Und im März 2010 werden wir dann bei cbj den ‚Stein des Raben’ veröffentlichen, den ersten Band der Geschichten um den Fischerjungen Skagen, dessen größter Wunsch es ist, ein großer Barde zu werden. Das ist dann wieder High Fantasy, und, versprochen: Da sind dann auch wieder Zwerge drin – und sogar auf die Herrin der Winde könnte der Leser stoßen.

Zauberspiegel: Besten dank fürs Interview. Wir lesen uns wieder?
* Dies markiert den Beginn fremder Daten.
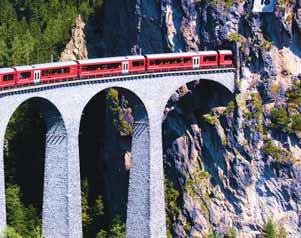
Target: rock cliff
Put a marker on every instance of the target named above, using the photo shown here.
(232, 162)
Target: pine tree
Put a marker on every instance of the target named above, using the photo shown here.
(269, 230)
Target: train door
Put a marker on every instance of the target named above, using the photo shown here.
(125, 67)
(37, 76)
(196, 62)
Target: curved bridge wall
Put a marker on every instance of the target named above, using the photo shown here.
(146, 209)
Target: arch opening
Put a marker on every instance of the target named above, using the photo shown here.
(195, 133)
(24, 165)
(106, 139)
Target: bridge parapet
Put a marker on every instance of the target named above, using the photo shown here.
(146, 209)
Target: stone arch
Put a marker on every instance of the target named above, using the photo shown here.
(225, 87)
(137, 212)
(54, 207)
(187, 139)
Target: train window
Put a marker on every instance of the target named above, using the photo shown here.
(8, 77)
(209, 58)
(138, 63)
(187, 60)
(100, 66)
(25, 75)
(228, 57)
(50, 72)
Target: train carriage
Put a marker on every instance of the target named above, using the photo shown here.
(55, 71)
(7, 77)
(181, 61)
(225, 58)
(111, 66)
(101, 67)
(24, 75)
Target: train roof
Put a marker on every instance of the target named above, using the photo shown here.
(54, 65)
(225, 51)
(6, 70)
(22, 68)
(182, 54)
(46, 65)
(111, 59)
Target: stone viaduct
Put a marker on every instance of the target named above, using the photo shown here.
(63, 104)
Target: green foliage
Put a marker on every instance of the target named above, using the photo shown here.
(269, 230)
(279, 154)
(210, 119)
(118, 114)
(171, 201)
(10, 232)
(279, 119)
(117, 228)
(21, 220)
(296, 125)
(33, 30)
(231, 233)
(294, 94)
(230, 108)
(235, 37)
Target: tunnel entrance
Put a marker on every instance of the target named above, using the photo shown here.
(105, 141)
(194, 132)
(24, 159)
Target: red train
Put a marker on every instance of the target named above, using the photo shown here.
(81, 69)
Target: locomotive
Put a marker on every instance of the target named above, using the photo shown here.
(104, 67)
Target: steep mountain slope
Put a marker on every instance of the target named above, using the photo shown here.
(231, 161)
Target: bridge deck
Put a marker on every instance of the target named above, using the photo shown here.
(65, 83)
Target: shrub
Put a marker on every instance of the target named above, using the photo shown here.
(279, 119)
(296, 122)
(269, 230)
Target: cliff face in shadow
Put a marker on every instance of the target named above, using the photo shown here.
(231, 161)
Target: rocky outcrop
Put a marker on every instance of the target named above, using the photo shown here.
(77, 46)
(228, 164)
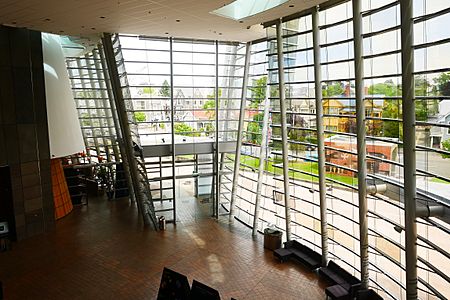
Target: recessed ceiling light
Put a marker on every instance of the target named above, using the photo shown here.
(240, 9)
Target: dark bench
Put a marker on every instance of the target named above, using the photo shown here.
(338, 276)
(299, 252)
(368, 295)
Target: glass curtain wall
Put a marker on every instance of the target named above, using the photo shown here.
(92, 102)
(203, 78)
(384, 139)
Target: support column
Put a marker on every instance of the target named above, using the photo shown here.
(409, 145)
(320, 136)
(123, 119)
(284, 137)
(237, 157)
(361, 142)
(262, 157)
(216, 149)
(172, 113)
(115, 117)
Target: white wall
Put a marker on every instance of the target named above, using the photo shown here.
(63, 125)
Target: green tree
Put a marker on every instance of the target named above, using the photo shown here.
(333, 89)
(254, 129)
(148, 90)
(388, 88)
(446, 147)
(210, 104)
(442, 85)
(391, 110)
(184, 129)
(84, 120)
(258, 91)
(164, 91)
(298, 136)
(140, 116)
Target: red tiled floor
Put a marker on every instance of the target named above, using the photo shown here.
(102, 251)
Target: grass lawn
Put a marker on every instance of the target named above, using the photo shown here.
(309, 167)
(438, 180)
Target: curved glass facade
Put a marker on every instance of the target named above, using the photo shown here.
(383, 127)
(181, 92)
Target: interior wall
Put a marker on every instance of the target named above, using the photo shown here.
(24, 143)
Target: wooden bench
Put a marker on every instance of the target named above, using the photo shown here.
(338, 276)
(299, 252)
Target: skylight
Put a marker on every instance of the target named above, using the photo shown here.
(241, 9)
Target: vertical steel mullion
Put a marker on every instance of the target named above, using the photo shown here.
(284, 136)
(93, 87)
(115, 117)
(172, 124)
(123, 118)
(77, 103)
(216, 154)
(320, 136)
(106, 108)
(262, 160)
(229, 106)
(409, 144)
(88, 106)
(361, 142)
(237, 157)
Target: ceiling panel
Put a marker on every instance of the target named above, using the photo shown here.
(146, 17)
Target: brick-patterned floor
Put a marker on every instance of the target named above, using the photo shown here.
(102, 251)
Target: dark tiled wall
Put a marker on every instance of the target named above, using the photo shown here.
(24, 144)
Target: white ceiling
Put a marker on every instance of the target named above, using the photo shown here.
(146, 17)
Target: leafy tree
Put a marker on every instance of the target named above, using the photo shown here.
(391, 110)
(254, 129)
(148, 90)
(140, 116)
(331, 90)
(209, 127)
(298, 136)
(84, 120)
(184, 129)
(165, 89)
(210, 104)
(388, 88)
(446, 146)
(442, 85)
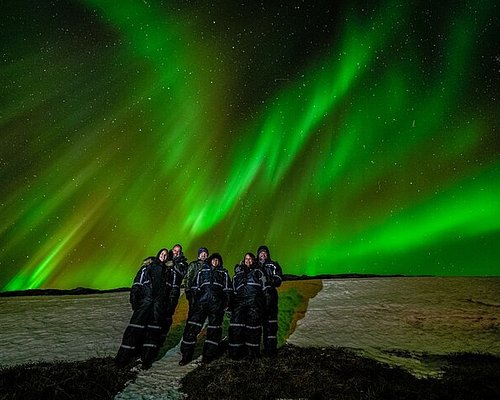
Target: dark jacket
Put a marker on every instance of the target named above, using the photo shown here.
(212, 284)
(149, 286)
(248, 283)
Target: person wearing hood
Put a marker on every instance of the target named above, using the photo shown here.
(247, 302)
(148, 296)
(193, 269)
(176, 270)
(211, 289)
(274, 277)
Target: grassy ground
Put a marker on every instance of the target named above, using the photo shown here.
(334, 373)
(96, 378)
(296, 373)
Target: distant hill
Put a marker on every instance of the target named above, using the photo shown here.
(290, 277)
(81, 290)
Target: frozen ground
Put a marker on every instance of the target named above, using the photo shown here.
(391, 319)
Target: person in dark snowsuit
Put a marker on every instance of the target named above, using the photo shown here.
(274, 277)
(148, 297)
(193, 269)
(176, 270)
(247, 302)
(210, 299)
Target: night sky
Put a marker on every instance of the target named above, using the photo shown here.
(350, 137)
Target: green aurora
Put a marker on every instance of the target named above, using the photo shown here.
(351, 138)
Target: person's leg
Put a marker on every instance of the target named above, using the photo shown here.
(133, 337)
(237, 332)
(214, 333)
(191, 331)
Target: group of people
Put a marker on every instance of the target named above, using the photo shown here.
(250, 297)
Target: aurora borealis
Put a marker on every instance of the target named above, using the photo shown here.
(354, 137)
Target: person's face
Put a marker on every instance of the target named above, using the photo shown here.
(163, 256)
(176, 251)
(248, 260)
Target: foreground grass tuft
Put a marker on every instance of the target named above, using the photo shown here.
(96, 378)
(334, 373)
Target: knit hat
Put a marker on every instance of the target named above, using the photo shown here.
(263, 248)
(158, 254)
(201, 250)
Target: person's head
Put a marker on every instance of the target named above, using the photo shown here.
(202, 253)
(176, 250)
(249, 259)
(162, 255)
(216, 260)
(263, 253)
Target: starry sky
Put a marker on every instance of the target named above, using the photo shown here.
(350, 137)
Stephan M. Rother: Das hoffe ich doch.

Wer ist Stephan M. Rother?
Stephan M. Rother lebt mit seiner Frau Katja in einem verwinkelten alten Haus voller Katzen und alter Bücher am Rande der Lüneburger Heide. Er ist studierter Historiker mit dem Titel eines „Magister Artium“, war fünfzehn Jahre lang mit historischen Kabarettprogrammen in ganz Deutschland unterwegs und initiierte mit der Markgrafschaft Altamura Deutschlands erste mittelalterliche Webcommunity. Als Autor veröffentlichte er unter anderem „Der Adler der Frühe“ (2000), „Der Weg nach Altamura“ (2005), „Das Geheimnis des Dorian Grave“ (2008), „Der Mantel der Winde“ (2009).